- Film poster
- Traditional Chinese: 新難兄難弟
- Simplified Chinese: 新难兄难弟
- Hanyu Pinyin: Xīn Nán Xiōng Nán Dì
- Jyutping: San1 Naan4 Hing1 Naan4 Dai6
- Directed by: Peter Chan Lee Chi-ngai
- Screenplay by: Lee Chi-ngai
- Story by: Ngai Tat-sam Mang Wai-leung
- Produced by: Peter Chan Claudie Chung
- Starring: Tony Leung Ka-fai Tony Leung Chiu-wai Carina Lau Anita Yuen Lawrence Cheng
- Cinematography: Andrew Lau Tony Miu Poon Hang-sang Horace Wong Ardy Lam
- Edited by: Chan Kei-hop
- Music by: Richard Lo
- Production company: United Filmmakers Organisation
- Distributed by: Newport Entertainment Ltd
- Release date: 11 December 1993;
- Running time: 98 minutes
- Country: Hong Kong
- Language: Cantonese
- Box office: HK$19,874,595

= He Ain't Heavy, He's My Father =

1993 Hong Kong film by Peter Chan and Lee Chi-ngai

He Ain't Heavy, He's My Father (新難兄難弟) is a 1993 Hong Kong comedy-drama film starring Tony Leung Ka-fai and Tony Leung Chiu-wai, who are unrelated, playing father and son.

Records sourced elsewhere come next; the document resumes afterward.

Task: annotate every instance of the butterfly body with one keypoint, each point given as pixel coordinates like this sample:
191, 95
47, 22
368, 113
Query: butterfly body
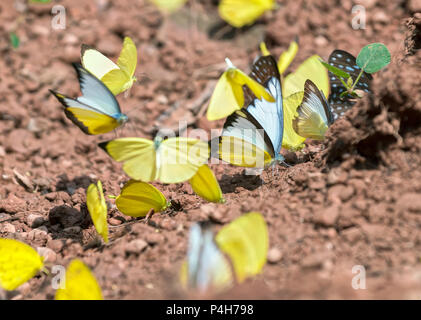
96, 111
340, 100
172, 160
259, 124
117, 77
313, 115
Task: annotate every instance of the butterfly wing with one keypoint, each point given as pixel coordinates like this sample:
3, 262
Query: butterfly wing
239, 13
346, 62
137, 198
226, 99
207, 267
242, 126
95, 94
311, 69
88, 119
97, 208
205, 185
127, 60
269, 114
314, 115
117, 81
138, 155
95, 62
80, 284
18, 263
178, 159
246, 241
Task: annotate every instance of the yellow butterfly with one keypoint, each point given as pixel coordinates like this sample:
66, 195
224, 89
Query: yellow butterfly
252, 136
97, 110
237, 252
117, 77
205, 185
18, 263
137, 198
293, 83
172, 160
246, 242
285, 58
240, 152
239, 13
228, 95
80, 284
98, 209
206, 267
169, 5
313, 114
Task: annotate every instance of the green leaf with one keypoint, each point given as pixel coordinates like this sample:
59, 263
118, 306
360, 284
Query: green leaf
14, 40
336, 71
373, 57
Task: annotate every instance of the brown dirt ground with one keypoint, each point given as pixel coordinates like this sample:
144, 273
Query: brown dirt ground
353, 200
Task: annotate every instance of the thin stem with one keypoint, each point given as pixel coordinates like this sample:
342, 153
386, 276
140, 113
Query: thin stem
344, 83
356, 80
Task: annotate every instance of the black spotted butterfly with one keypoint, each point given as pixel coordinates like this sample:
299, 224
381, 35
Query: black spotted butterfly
346, 62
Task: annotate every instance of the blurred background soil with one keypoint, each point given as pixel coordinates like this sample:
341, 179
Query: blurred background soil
352, 200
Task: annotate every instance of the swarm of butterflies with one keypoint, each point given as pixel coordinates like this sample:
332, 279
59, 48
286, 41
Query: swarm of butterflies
250, 103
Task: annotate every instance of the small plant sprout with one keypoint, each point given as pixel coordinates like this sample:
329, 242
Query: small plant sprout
372, 58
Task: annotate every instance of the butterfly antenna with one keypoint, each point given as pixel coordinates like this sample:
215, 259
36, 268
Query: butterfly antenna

Directed by Peter Chan and Lee Chi-ngai, the film also stars Carina Lau, Anita Yuen and Lawrence Cheng.

The film is a remake of the 1960 film My Intimate Partners. The title is a pun on "He Ain't Heavy, He's My Brother", a hit single for The Hollies in 1969 and for Neil Diamond in 1970.

==Plot==
Yuen scorns his father, who he thinks is too generous and forgiving. Through a flashback/time travel gimmick, Yuen meets his parents during their joyous courtship. Yuen comes to understand and admire his dad, and reflect on his own moral defects.

==Cast==

- Tony Leung Ka-fai as Tommy Chor Fan
- Tony Leung Chiu-wai as Chor Yuen
- Carina Lau as Laura Watts
- Anita Yuen as Yee / Lynn
- Lawrence Cheng as Lone / Chuen
- Michael Chow as Mr. Cheung
- Anita Lee as Kan
- Lawrence Ng as Loanshark Fung
- Helen Yung as Yin
- Waise Lee as Li Ka-shing / Fan's neighbor (special appearance)
- Chor Yuen as Lord Watsons (cameo)
- Tsang Kan-wing as Laura's cousin (cameo)
- Poon Fong-fong as Siu-kuen (cameo)
- Pang Mei-seung as Laura's mom
- Valerie Chow as Dr. Jenny Chung
- Wong Wa-wo as Bridge player
- Joe Cheung as Photographer
- Kim Yip as Dr. Chi (Zhivago) / Bass player / rickshawman
- Teddy Chan as Kee
- Jacob Cheung as Uncle Mark Sevrn
- Alexander Chan as Fire Dept worker
- Chan Wing-chiu as Housing Authority staff
- Lee Hiu-tung as Bo-bo
- Hau Woon-ling as Richshaw passenger
- Andrew Kam as Sgt Rocky
- Hoh Wan as Kee's father
- Ng Cheuk-long as Young Chor Yuen
- Wong Hei-yeung as Young Lone
- Quintin Wong as Chow Kut

==Adaptation==
There was a 2009 TVB adaptation of the film taking place in 2008 and then the 1960s. The father of the main character is played by Sunny Chan while the main character is played by Ron Ng.